When the engine speed increases further from the low speed operating range, the actuator 20 operates to rotate the drive shaft 19, driving the ring gear 16 via the pinion gear 17, and rotating the rotary valve 13 in the opening direction. When the engine reaches a predetermined high-speed operating state, the rotary valve 13 reaches the open position and the secondary intake passage 12 is fully opened. Therefore, during the intake stroke of the engine, the air that flows into the intake chamber 10 flows into the first. Second
It passes through both intake channels 11, 12 and, together with the injected fuel, through the intake port 3 and is drawn into the corresponding cylinder.

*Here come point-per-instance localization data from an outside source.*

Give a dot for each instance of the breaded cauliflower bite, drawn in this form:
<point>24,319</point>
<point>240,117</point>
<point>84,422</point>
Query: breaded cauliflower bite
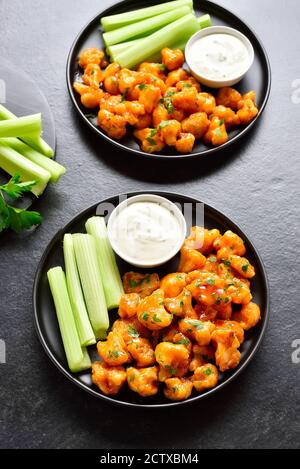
<point>142,101</point>
<point>143,381</point>
<point>109,379</point>
<point>174,335</point>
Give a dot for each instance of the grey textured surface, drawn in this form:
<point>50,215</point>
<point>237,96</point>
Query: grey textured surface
<point>257,184</point>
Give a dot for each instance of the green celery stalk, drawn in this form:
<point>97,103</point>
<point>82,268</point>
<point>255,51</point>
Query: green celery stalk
<point>12,162</point>
<point>204,21</point>
<point>35,142</point>
<point>115,50</point>
<point>55,169</point>
<point>153,44</point>
<point>84,328</point>
<point>22,126</point>
<point>112,22</point>
<point>148,25</point>
<point>67,326</point>
<point>111,279</point>
<point>90,276</point>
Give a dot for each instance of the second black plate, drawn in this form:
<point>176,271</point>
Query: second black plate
<point>46,321</point>
<point>258,78</point>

During high-speed operation of the engine, both intake channels 11, 12 and the intake port 3 are thus used for intake, resulting in a predetermined optimum intake inertia effect, which results in an increased filling efficiency of the engine. , satisfactory high-speed output performance can be obtained.

In addition, at the intermediate opening position of the rotary valve 13, the secondary intake passage 12
It is also moderately involved in the intake air, making it possible to smooth out drops and steps in output performance in the engine's medium-speed operating range.

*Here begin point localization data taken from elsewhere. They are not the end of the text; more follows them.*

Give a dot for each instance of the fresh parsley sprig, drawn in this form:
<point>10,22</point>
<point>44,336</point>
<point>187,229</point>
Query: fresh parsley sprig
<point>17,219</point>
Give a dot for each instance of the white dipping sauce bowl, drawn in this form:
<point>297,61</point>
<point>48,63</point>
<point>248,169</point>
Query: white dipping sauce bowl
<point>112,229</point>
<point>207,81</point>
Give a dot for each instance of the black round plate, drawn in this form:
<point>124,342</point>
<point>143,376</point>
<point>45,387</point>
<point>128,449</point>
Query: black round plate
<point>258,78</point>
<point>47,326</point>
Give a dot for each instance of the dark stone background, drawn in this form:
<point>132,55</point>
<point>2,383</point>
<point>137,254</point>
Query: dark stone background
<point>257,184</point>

C0 Effects of the Invention As described above, according to the present invention, a cylindrical opening/closing valve whose inner hole is continuous with the primary intake passage is rotated between the open position and the closed position around the axis of the primary intake passage. A valve is installed on the peripheral wall of the on-off valve so as to be able to do so, and which, in its open position, coincides with the opening of the secondary intake passage to the primary intake passage, but in its closed position, deviates from the opening. Because the hole is drilled, when the secondary intake passage is closed by the on-off valve, there is no remaining part of the secondary intake passage that communicates with the primary intake passage on the downstream side, and the on-off valve is
Do not increase the intake resistance of the next intake passage.
A significant inertial effect is produced in the secondary intake passage, which can greatly contribute to improving the output performance of the engine.

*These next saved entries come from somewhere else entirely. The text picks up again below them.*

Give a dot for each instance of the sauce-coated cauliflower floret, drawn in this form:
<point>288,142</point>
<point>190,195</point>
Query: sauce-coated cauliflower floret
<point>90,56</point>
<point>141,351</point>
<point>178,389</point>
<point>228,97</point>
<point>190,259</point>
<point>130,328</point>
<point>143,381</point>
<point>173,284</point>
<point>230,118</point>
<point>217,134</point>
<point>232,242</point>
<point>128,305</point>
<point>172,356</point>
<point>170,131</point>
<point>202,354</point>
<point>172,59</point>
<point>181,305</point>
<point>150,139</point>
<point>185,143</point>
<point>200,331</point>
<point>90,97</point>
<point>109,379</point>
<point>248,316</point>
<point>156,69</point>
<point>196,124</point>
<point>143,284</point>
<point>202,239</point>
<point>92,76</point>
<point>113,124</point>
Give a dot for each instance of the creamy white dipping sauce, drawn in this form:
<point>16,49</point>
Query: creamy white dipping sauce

[Brief explanation of the drawing]

The drawings show one embodiment of the present invention, in which Fig. 1 is a longitudinal cross-sectional side view of the intake device shown with the on-off valve in the open state, Fig. 2 is a view taken in the direction of the ■ arrow in Fig. 1, and FIG. 4 is a sectional view similar to FIG. 3, showing the closed state of the on-off valve. 1... Cylinder head, 3... Intake port, 10.
・・Intake chamber, 11.12・Primary, secondary intake path, 12a
...Opening portion, 13...Rotary valve as an on-off valve, 13
a... Inner hole patent applicant Honda Motor Co., Ltd. agent Patent attorney Fumima Ochiai
1) Takashi Naka, Figure 4, Figure 3

Claims (1)

[Claims] The intake air of an internal combustion engine consists of a primary intake passage connected to the intake port of the cylinder head, a secondary intake passage connected in the middle of this primary intake passage, and an on-off valve that opens and closes this secondary intake passage. In the apparatus, a cylindrical on-off valve whose inner hole is continuous with the primary intake passage is installed in the primary intake passage so that the valve can rotate between an open position and a closed position around the axis of the primary intake passage,
On the peripheral wall of this on-off valve, in the open position, the secondary intake passage is
An intake system for an internal combustion engine, characterized in that it is provided with a valve hole that coincides with the opening to the primary intake channel, but is offset from the opening in the closed position.